Les autorités françaises se sont inquiétées, ces derniers mois, de possibles attaques informatiques pendant la campagne présidentielle. Ces craintes se sont nourries de la situation aux Etats-Unis : les services de renseignement américains y ont accusé la Russie d’avoir tenté de favoriser Donald Trump, notamment par le biais de piratages pendant la campagne électorale. En France, un conseil restreint de défense a eu lieu, vendredi 24 février, à l’issue duquel le président de la République « a demandé une mobilisation de tous les moyens nécessaires de l’Etat ». Mais les principaux candidats à l’élection présidentielle, en première ligne dans ce combat, ont-ils paré à d’éventuels piratages ?

Le Monde a pu interroger les responsables des campagnes numériques et des informaticiens des cinq principaux candidats. Nos interlocuteurs sont unanimes : la menace informatique est un sujet de préoccupation important de la campagne 2017. A voir les versions périmées et donc fragiles des sites de campagne de François Fillon et d’Emmanuel Macron – et dans le cas de ce dernier la présence d’un document contenant des données personnelles de sympathisants accessibles sur Internet –, le constat n’allait pas de soi.
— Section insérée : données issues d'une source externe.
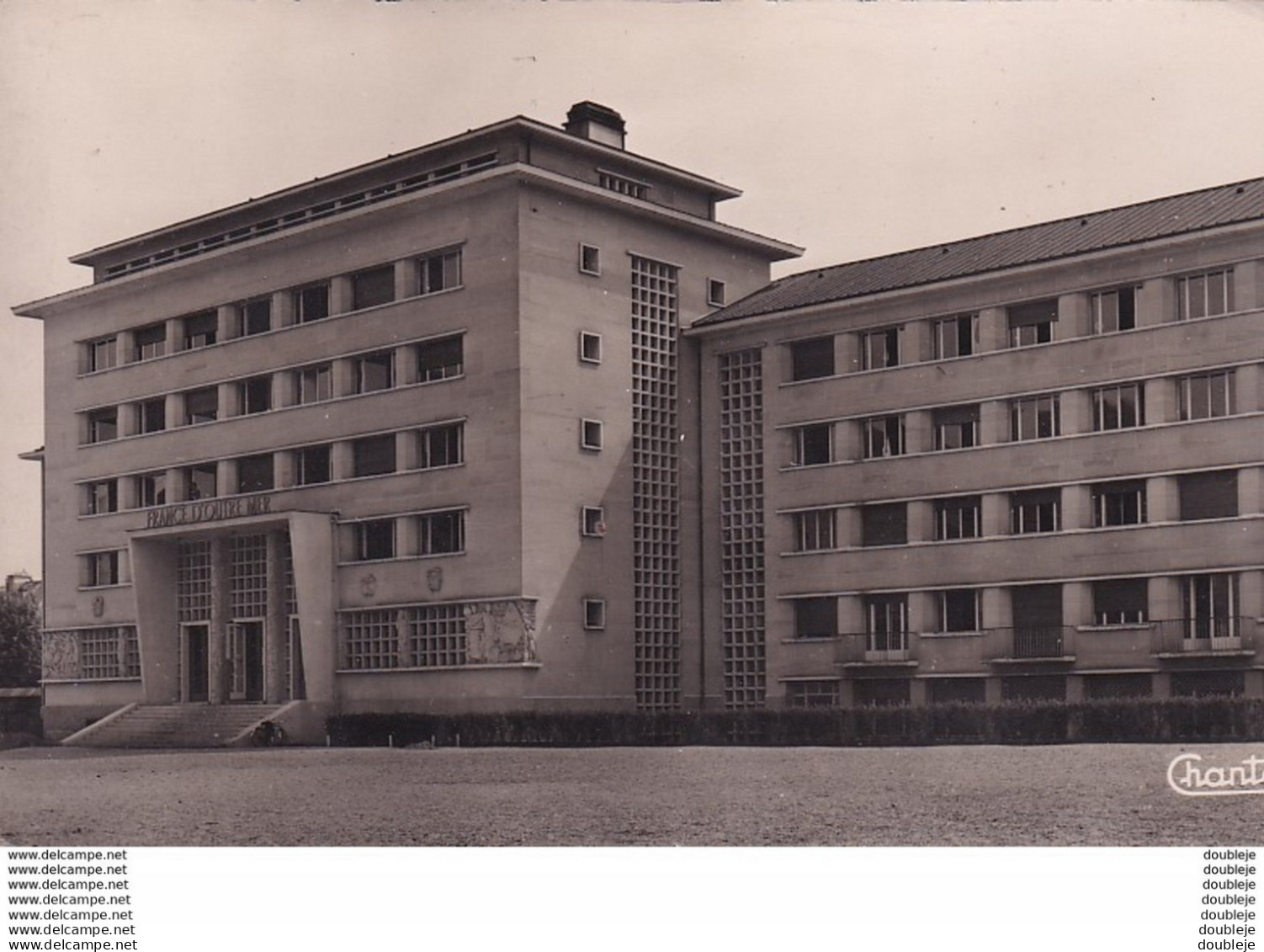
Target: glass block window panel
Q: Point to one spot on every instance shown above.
(1205, 295)
(810, 359)
(1114, 310)
(440, 359)
(1032, 322)
(1203, 396)
(1034, 417)
(1119, 503)
(956, 337)
(742, 561)
(956, 428)
(373, 287)
(1119, 407)
(194, 581)
(436, 636)
(1120, 602)
(655, 485)
(959, 518)
(885, 524)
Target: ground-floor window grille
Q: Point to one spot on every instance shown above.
(436, 636)
(194, 581)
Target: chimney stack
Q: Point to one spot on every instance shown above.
(592, 120)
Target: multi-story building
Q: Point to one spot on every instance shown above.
(402, 438)
(1022, 465)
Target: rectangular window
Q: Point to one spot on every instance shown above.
(815, 530)
(589, 347)
(312, 465)
(1114, 310)
(254, 396)
(1119, 503)
(594, 614)
(1032, 322)
(311, 302)
(374, 540)
(1120, 602)
(815, 617)
(103, 425)
(880, 348)
(200, 329)
(440, 359)
(101, 569)
(956, 337)
(440, 446)
(373, 287)
(374, 372)
(1211, 495)
(591, 433)
(959, 518)
(813, 445)
(315, 383)
(885, 524)
(151, 416)
(956, 428)
(373, 455)
(592, 521)
(1119, 407)
(149, 342)
(1203, 396)
(443, 533)
(254, 316)
(959, 609)
(103, 497)
(254, 473)
(438, 272)
(201, 406)
(1034, 417)
(151, 490)
(1205, 295)
(200, 482)
(884, 436)
(103, 354)
(810, 359)
(1034, 511)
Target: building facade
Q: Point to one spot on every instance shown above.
(1028, 465)
(513, 421)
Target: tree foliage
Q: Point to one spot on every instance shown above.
(19, 641)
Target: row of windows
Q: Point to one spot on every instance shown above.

Toutes les campagnes assurent pourtant diffuser un maximum de réflexes et de bonnes pratiques, malgré des moyens limités : le nombre de personnes chargées de gérer et sécuriser les infrastructures informatiques se compte souvent sur les doigts d’une seule main et rares sont les campagnes, comme celle de Benoît Hamon, à avoir embauché un prestataire spécialement pour la sécurité. Un constat peu surprenant quand on connaît les bornes financières d’une campagne électorale.

Des états-majors plus sensibilisés qu’avant

« C’est ma troisième campagne, et c’est la première fois qu’il y a une telle conscience du risque, au plus haut niveau, personne ne prend ça à la légère » confirme Mounir Mahjoubi, responsable de la campagne numérique d’En Marche !. Du côté de François Fillon, on affirme également que le sujet de la sécurité informatique a été, très tôt, une préoccupation importante. Gautier Guignard, son responsable numérique, évoque notamment une réunion du staff de campagne consacrée spécifiquement à cette question, et explique avoir fait appel à deux entreprises spécialisées pour faire le point sur les bonnes pratiques en la matière.

Dans toutes les équipes, on cite des conseils en matière de qualité des mots de passe, de double authentification ou de détection d’hameçonnage. La vigilance des membres de la campagne est un moyen de protection indispensable et complémentaire des dispositifs techniques, fait-on aussi valoir au sein de plusieurs équipes techniques interrogées. « La faille est souvent humaine. C’est difficile dans un premier temps mais à force de répéter, ça marche », explique Guillaume Royer, de la campagne de Jean-Luc Mélenchon.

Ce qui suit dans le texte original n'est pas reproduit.